The runtime with this model was fast with both software programs, MONOLIX and SAS. Laplace algorithm (i.e., AGQ with one quadrature point) or AGQ with three quadrature points did not give adequate results, and five points were needed. Alike, SAEM with three Markov chains was needed.

In the analysis of BEs in Gaucher patients after the treatment initiation by imiglucerase in the FGDR, the two methods SAEM and AGQ gave similar results. Our results confirmed that a BE before ERT increases the risk of a BE during ERT (24). For the next step, we should analyze the complete follow-up of patients, taking into account the initiation of ERT as a time-dependent covariate to test the impact of ERT on the change in BEs occurrence.

We performed the simulation with the simplest exponential distribution, but further analysis should be performed with a more complex one, like the Weibull distribution with more parameters or, also, other parametrisations.

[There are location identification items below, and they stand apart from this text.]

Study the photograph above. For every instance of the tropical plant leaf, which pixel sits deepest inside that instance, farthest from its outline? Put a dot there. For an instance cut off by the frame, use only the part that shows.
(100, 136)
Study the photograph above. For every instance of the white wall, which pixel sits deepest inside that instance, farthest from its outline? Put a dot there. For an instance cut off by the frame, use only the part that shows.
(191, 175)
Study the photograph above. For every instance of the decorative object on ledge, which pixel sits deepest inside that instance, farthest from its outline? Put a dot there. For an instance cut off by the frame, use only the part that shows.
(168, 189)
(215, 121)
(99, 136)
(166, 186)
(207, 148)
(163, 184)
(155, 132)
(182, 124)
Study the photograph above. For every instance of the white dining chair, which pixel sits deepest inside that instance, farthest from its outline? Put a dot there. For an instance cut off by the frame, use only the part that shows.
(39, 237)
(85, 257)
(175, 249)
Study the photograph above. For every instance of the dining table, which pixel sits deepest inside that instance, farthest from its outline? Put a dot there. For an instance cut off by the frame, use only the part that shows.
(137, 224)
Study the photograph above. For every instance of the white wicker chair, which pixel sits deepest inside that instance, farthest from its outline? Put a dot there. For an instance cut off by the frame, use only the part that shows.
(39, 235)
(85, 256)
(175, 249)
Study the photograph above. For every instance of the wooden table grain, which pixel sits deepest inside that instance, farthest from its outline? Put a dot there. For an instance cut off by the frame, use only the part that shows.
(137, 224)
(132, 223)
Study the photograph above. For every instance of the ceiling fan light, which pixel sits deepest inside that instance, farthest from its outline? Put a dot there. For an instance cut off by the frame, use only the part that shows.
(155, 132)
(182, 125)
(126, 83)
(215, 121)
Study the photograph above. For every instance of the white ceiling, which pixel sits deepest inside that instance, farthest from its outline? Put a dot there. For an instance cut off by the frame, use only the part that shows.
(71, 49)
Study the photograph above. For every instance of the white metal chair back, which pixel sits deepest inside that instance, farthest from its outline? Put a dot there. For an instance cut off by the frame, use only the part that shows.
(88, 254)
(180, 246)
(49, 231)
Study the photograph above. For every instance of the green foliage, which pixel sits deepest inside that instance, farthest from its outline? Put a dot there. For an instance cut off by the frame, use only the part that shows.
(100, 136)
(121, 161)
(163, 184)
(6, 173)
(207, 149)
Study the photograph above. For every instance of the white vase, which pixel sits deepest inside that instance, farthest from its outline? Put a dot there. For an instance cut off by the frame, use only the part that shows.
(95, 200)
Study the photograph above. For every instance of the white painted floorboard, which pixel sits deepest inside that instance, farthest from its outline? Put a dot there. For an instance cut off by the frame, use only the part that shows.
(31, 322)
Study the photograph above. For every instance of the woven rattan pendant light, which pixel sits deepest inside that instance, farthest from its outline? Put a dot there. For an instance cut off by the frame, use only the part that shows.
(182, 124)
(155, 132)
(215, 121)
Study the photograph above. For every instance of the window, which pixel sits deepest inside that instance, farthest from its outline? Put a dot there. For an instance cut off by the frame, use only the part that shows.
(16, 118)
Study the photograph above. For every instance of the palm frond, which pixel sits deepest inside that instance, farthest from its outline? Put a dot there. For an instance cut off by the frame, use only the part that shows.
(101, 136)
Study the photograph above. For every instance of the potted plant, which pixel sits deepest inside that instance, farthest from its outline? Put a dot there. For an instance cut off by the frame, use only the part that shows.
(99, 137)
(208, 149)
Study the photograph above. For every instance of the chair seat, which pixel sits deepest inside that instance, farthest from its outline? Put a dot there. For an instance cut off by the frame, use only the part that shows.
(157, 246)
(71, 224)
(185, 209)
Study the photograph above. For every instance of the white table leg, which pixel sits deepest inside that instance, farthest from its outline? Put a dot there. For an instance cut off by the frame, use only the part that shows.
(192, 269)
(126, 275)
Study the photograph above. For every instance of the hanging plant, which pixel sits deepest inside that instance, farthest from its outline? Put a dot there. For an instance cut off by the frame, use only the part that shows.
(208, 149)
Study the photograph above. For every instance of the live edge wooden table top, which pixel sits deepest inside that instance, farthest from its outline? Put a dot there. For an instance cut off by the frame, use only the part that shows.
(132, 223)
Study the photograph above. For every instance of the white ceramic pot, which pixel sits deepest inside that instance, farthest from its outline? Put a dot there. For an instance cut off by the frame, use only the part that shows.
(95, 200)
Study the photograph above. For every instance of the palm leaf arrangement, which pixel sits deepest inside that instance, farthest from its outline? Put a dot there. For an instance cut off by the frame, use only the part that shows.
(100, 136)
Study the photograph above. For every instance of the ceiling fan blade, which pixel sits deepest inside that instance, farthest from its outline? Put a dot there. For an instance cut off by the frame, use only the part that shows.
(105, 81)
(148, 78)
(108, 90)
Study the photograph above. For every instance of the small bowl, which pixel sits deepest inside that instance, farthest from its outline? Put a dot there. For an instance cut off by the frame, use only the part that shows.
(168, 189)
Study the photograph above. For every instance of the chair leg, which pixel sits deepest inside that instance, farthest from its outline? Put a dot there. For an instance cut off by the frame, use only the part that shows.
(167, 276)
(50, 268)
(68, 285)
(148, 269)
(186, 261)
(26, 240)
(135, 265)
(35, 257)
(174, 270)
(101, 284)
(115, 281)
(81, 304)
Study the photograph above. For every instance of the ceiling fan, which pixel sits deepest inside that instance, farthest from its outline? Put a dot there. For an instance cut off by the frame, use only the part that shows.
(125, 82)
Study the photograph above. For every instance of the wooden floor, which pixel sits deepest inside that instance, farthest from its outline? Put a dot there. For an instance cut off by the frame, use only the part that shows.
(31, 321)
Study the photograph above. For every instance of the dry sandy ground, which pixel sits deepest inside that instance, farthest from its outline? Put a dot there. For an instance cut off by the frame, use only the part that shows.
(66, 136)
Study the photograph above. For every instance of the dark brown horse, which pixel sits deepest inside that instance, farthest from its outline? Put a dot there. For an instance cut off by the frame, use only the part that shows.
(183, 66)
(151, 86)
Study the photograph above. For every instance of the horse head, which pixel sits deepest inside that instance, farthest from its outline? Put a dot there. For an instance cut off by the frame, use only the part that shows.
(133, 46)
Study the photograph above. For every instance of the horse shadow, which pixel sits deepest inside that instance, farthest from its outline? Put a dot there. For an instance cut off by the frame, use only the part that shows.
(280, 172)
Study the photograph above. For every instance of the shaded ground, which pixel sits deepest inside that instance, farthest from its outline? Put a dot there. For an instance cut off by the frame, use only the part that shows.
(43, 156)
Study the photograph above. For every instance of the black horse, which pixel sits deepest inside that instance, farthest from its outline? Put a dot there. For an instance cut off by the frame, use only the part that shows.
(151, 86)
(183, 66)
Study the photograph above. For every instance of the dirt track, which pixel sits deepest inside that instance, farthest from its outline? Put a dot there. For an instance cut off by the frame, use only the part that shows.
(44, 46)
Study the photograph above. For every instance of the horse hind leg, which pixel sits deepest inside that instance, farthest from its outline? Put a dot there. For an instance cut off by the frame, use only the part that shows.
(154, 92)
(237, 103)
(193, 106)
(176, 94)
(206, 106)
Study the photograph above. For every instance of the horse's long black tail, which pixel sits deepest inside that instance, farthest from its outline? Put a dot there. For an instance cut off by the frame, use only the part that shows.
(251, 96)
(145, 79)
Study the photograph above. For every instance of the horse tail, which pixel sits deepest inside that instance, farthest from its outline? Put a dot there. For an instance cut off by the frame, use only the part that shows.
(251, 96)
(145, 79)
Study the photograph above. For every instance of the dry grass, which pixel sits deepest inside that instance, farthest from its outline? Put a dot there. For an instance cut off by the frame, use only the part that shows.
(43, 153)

On the real data, Weibull distribution was not better than exponential distribution, and using the other usual parametrisation gave similar results (not shown). Further evaluations of models with covariates are also needed. First, the evaluation of a binary covariate that changes over time should be performed. Then, we should also study the impact of a continuous covariate changing or not over time (30).

This study shows that SAEM with three Markov chains in MONOLIX and AGQ in PROC NLMIXED are good estimation methods for analysis of RTTE with parametric frailty models and give similar results. However, SAEM with one Markov chain in MONOLIX and Laplace method is often biased and should not be used.